前作を最後にピートが脱退、フィル・コリンを迎えて制作された代表作。前作でものにした個性を完全に確立しそれを全世界にアピールすることに成功。とにかく楽曲が格段に洗練されておりシングルヒットを狙えるものばかりだ。(1)"Rock Rock"(2)"Photograph"(4)"Too Late For Love"(6)"Foolin''"(7)"Rock Of Ages"などみな素晴らしい。特に(2)は名曲。年季の入ったファンには本作を最高傑作に挙げる人も多い。全米2位、全世界で1000万枚以上の売上を記録。しかし次作では更なる高みに達するのである。
リック・アレンの交通事故による大怪我、プロデューサー交代による録音のやり直しなどアクシデントを乗り越え4年振りに発表されたロック史上に燦然と輝く完全無欠の最高傑作。全編これぞLEPPSというハイクオリティな楽曲で埋め尽くされている。全曲シングルカット可。全12曲60分強というボリューム、最新の技術を駆使した完璧な録音などCD時代を見据えたアルバム作りもさすがだ。遂に全米1位を獲得。売上は全世界で1500万枚以上といわれる。デフ・レパード・ファンはもちろん、全ロックファン必携必聴の名作。

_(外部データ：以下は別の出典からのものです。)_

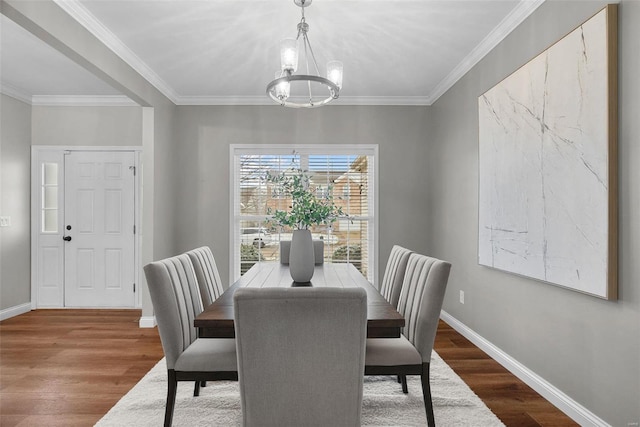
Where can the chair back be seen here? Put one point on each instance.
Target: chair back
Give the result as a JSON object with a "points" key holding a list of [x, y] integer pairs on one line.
{"points": [[391, 284], [425, 282], [176, 302], [301, 355], [207, 274]]}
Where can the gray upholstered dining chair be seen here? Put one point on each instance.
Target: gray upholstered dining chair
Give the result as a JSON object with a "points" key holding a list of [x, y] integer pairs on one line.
{"points": [[420, 303], [391, 284], [394, 274], [207, 274], [301, 355], [176, 302], [209, 283]]}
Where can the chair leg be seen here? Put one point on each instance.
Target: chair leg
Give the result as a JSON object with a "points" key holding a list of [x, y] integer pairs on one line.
{"points": [[171, 397], [426, 391], [403, 380]]}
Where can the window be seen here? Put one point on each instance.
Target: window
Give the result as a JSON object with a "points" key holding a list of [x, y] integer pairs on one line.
{"points": [[346, 171]]}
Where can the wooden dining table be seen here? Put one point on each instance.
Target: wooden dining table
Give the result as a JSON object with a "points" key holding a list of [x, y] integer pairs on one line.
{"points": [[383, 320]]}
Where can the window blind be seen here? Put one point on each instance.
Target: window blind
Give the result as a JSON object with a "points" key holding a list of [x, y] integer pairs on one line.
{"points": [[346, 172]]}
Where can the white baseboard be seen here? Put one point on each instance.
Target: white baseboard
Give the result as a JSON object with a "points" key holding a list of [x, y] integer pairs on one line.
{"points": [[566, 404], [16, 310], [147, 322]]}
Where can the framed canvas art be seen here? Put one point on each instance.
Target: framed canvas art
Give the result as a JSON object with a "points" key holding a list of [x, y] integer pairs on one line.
{"points": [[548, 164]]}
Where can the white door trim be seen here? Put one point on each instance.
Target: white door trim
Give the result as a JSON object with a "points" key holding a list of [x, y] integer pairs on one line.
{"points": [[36, 151]]}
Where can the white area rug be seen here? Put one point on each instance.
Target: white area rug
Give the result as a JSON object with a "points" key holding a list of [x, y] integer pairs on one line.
{"points": [[384, 404]]}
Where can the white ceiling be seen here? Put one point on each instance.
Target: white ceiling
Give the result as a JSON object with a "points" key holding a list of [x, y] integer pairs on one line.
{"points": [[221, 52]]}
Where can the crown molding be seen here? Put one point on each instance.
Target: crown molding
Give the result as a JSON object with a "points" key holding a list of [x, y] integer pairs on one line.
{"points": [[85, 18], [14, 92], [263, 100], [83, 101], [504, 28]]}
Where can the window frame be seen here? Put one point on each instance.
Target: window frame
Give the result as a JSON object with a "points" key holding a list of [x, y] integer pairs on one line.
{"points": [[235, 218]]}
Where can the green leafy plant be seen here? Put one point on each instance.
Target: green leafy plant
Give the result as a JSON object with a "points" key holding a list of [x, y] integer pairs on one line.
{"points": [[306, 209], [353, 251]]}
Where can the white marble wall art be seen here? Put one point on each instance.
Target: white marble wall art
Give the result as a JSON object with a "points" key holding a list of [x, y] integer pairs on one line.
{"points": [[545, 165]]}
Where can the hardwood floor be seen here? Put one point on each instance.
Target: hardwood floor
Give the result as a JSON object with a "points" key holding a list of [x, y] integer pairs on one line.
{"points": [[514, 402], [69, 367]]}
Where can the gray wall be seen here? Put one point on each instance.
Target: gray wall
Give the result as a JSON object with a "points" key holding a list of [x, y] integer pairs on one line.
{"points": [[91, 126], [205, 133], [586, 347], [15, 255]]}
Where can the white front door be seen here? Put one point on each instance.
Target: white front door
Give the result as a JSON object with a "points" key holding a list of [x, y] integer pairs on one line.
{"points": [[98, 227]]}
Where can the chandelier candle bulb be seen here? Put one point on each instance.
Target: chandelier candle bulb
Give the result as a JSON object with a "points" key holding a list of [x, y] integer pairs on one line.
{"points": [[289, 55], [334, 72], [282, 89]]}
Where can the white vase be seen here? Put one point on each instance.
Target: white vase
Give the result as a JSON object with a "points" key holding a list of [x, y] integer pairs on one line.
{"points": [[301, 256]]}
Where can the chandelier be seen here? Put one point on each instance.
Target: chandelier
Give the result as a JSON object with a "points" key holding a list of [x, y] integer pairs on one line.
{"points": [[326, 89]]}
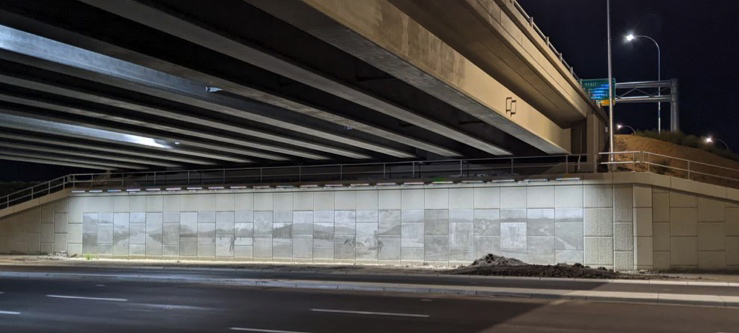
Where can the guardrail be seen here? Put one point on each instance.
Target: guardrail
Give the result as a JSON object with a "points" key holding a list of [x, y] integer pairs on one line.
{"points": [[642, 161], [363, 172], [544, 37], [35, 191], [376, 173]]}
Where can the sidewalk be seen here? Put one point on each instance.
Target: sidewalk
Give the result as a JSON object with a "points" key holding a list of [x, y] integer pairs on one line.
{"points": [[414, 281]]}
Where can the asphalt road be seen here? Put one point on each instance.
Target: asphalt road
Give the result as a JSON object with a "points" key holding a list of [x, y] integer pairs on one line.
{"points": [[455, 280], [89, 306]]}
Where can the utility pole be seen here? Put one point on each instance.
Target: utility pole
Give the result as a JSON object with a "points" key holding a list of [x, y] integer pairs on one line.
{"points": [[610, 85]]}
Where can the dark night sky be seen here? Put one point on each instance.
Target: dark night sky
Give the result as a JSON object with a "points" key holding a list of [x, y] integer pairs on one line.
{"points": [[699, 47]]}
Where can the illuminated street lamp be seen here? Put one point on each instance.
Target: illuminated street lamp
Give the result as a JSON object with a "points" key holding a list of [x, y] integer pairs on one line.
{"points": [[619, 127], [632, 37], [710, 140]]}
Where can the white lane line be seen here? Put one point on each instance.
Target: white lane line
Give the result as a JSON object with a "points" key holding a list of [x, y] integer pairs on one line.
{"points": [[89, 298], [244, 329], [372, 313], [10, 312]]}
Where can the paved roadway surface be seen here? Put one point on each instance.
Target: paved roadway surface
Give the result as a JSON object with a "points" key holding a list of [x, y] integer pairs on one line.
{"points": [[411, 279], [89, 306]]}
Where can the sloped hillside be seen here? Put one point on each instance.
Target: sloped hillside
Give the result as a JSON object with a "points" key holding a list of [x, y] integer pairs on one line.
{"points": [[709, 168]]}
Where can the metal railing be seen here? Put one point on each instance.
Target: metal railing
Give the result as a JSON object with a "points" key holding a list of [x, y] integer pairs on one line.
{"points": [[361, 172], [375, 173], [544, 37], [641, 161], [35, 191]]}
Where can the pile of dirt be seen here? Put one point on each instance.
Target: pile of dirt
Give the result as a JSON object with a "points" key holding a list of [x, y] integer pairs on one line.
{"points": [[501, 266], [493, 260]]}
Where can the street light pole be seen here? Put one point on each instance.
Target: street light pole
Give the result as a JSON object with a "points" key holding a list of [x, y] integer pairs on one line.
{"points": [[659, 76], [610, 85]]}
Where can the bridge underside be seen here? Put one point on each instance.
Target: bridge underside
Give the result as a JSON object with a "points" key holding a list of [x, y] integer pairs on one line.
{"points": [[179, 84]]}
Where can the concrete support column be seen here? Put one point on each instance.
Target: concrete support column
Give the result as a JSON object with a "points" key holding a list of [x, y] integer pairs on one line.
{"points": [[595, 139], [643, 230]]}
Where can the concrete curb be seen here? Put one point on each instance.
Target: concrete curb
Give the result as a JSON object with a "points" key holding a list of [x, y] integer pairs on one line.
{"points": [[437, 275], [587, 295]]}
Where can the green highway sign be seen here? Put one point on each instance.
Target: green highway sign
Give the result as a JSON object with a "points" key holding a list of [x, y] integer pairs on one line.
{"points": [[598, 89]]}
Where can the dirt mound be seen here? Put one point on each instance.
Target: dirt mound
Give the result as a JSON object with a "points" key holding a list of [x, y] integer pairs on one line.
{"points": [[493, 260], [501, 266]]}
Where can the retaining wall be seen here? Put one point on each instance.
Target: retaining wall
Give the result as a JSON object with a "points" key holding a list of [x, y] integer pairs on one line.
{"points": [[613, 221]]}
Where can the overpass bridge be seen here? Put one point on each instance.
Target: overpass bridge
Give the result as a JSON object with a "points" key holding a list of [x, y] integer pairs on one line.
{"points": [[172, 84]]}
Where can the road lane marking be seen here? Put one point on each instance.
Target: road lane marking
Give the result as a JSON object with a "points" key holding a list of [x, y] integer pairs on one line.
{"points": [[172, 306], [89, 298], [372, 313], [244, 329]]}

91年のS・クラークの死によりバンドの存続が危ぶまれた中、4年半の歳月を経て発表された感動作。スティーブのパートは全てフィルが弾き直している。内容は見事なまでにLEPPSサウンドで固められているのでご安心を。(1)"Let's Get Rocked"のポジティブなメロディに思わず嬉しくなる。さらにバラードの出来も良く(4)"Tonight"(6)"Stand Up"(8)"Have You Ever Needed Someone So Bad"など素晴らしいし、スティーブに捧げた(5)"White Lightning"も感動的。いい意味での金太郎飴、ワンパターン作品である。
過去のシングルB面曲と新曲を組み合わせたコンピレーションアルバム。曲によってヴィヴィアン・キャンベルが参加。(1)"Desert Song"や(2)"Fractured Love"でかなりグランジィなヘヴィロックをやっており驚かされるが(4)"Two Step Behind"や(6)"Miss You In A Heartbreak"といったバラードの方が遥かにLEPPSらしく出来もよい。SWEETの(3)"Action"も楽しい。「SLANG」へ続く音楽性が散見されるのが興味深いところ。
初のベストアルバム。選曲は「PYROMANIA」「HYSTERIA」「ADRENALIZE」からが中心で初期の2枚からは"Bringin' On The Heartbreak"のみ。収録曲はすべて耳慣れた代表曲ばかりである。LEPPS初体験の人にも安心してすすめられる良質なベスト盤だと思う。新曲として"When Love & Hate Collide"が収められているがいかにもLEPPSらしいバラードで良。
DEF LEPPARD最大の問題作。グランジ、ヘヴィロック全盛に対する彼らからの回答とも受け取れるLEPPS流のヘヴィロックが全面に展開される。初期からのファンには耐え難い部分もあるだろうが、こういったスタイルも出来るという自信も感じられる。(4)"All I Wants Is Everything"や(9)"Blood Rund Cold"といったバラードはさすがに外していない。聴き慣れてくるとザラザラザクザクしたギターの音が心地よく感じたりもする。ただやはりLEPPSのアルバムとして無条件に推薦することは出来ない。悪い作品じゃないよ。
90年代最後の作品。「PYROMANIA」「HYSTERIA」には及ばないが、それらのいいところに「SLANG」でものにした要素をうまくミックスしている。オススメはナイトレンジャー張りの快活さで迫る(1)"Demolition Man","Animal"の続編のような(2)"Promises"お得意のバラード(4)"Goodbye"(9)"To Be Alive",ポップな(7)"It's Only Love"いかにもLEPPSという(11)"Guilty"など。ここに挙げなかった曲もみなLEPPSらしさを失っていない。賛否両論(否の方が多かったが)だった「SLANG」を経過したことが良い方向に作用したようだ。